Assuming you can't get your insurance to pay for anything, since you can't get blood from a stone, you might explain the whole thing to the dentist's office, explain that you don't have $3200, and see if you can settle for something less.
posted by Slinga at 7:42 PM on September 13, 2010


You might want to check to make sure whether or not your regular health insurance would cover the procedure. I think my extractions were covered by my health insurance and not my dental insurance, since it was done by an oral surgeon and not a dentist.
posted by that girl at 8:59 PM on September 13, 2010 [1 favorite]


It sounds like you have the estimate from the dentist in writing. The question, then, is who made the mistake: Aetna or the dentist? Contact your local government officials who oversee such things, let them know that you have a dentist estimate that shows the out-of-pocket and insurance coverage on which you based your decision to proceed with treatment, and now the dentist is billing you more because the coverage doesn't match their estimate, even though they did the coverage research. Then ask which of the two parties you should be pursuing, as far as the laws in your area.
posted by davejay at 9:06 PM on September 13, 2010


tmason: "The letter I have from the oral surgeon states that their office requested, from Aetna, specific codes for coverage and that they were given exact amounts that Aetna would pay them. (I have a copy of the form with these numbers on it). The oral surgeon's office maintains that "we were never told there was no coverage for these services"."

Is the form you have from your oral surgeon or is it from Aetna? If it is on Aetna letterhead or even an email from an Aetna employee then I would guess you have grounds to sue. Bring any direct evidence (not just the word of your oral surgeon) to a Lawyer or try your luck in small claims court.
posted by Bonzai at 9:44 PM on September 13, 2010


@Bonzai: the letter is from the oral surgeon. Aetna denies everything.

@mmisterbrandt: Yes. The oral surgeon made it clear that they called Aetna on my behalf (after taking my insurance car) to discuss my specific plan and they said "your plan covers this much, here's the difference".

@davejay: Yes, exactly. Good thinking!

Thanks, everyone. I'll use some of these ideas going forward.
posted by tmason at 3:44 AM on September 14, 2010


I am not sure if there is much that you can do now, but you might continue trying to work with your insurance company.

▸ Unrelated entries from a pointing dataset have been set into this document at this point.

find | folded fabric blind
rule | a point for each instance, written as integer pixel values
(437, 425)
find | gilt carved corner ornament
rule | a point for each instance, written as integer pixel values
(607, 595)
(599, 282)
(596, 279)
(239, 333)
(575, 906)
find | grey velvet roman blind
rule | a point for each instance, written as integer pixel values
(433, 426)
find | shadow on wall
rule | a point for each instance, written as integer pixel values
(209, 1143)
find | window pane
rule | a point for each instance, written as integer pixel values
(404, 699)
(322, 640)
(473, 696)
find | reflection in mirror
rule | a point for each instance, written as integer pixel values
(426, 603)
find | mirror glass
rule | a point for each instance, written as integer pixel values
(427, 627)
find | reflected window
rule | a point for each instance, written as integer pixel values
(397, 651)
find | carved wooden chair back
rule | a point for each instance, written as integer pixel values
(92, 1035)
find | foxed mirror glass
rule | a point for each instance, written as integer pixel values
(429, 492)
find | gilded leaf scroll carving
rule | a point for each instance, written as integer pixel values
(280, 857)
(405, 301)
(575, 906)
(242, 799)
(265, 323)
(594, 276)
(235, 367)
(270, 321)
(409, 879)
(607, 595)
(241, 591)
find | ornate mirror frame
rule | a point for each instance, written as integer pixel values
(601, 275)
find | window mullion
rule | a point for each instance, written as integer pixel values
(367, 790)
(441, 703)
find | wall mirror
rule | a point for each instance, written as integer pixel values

The squeaky wheel may get the grease.

In the future, get a written pre-authorization of benefits, or something similar.

Don't screw your oral surgeon - I'm already surprised that he didn't make you pre-pay. You may be able to settle with them for a cash discount if your insurance doesn't cover it at all.
posted by iknowizbirfmark at 6:10 AM on September 14, 2010



So Aetna says they have a recording of the call with your surgeon's office, and that they did not provide numbers. But your surgeon's office says they did - and even gave you the specific numbers.

I am not a laywer, but if this was me I would sue the insurance company in small claims court, file for discovery. Either Aetna is lying or your dentist is lying. If Aetna is not lying, then sue your surgeon.
posted by An algorithmic dog at 7:28 AM on September 14, 2010


@iknowizbirfmark: I prepaid the $600 they told me it would cost. Why would I have prepaid $3,600 that neither of us had any indication would pop up?
posted by tmason at 12:05 PM on September 14, 2010


Seconding what others have said, namely that you may be able to negotiate the bill down to what insurance would have paid, rather than the list price for the procedure. Be polite and explain the situation if you have to, and then ask for a reduced rate. The worst that can happen is they say no.
posted by zippy at 7:53 PM on September 14, 2010


Able was I ere I saw Aetna.
posted by dott8080 at 8:14 PM on September 14, 2010


Why would I have prepaid $3,600 that neither of us had any indication would pop up?

Many oral surgeons and dentists will require you to prepay everything so that you can't not pay the bill is the insurance coverage turns out to be different than expected.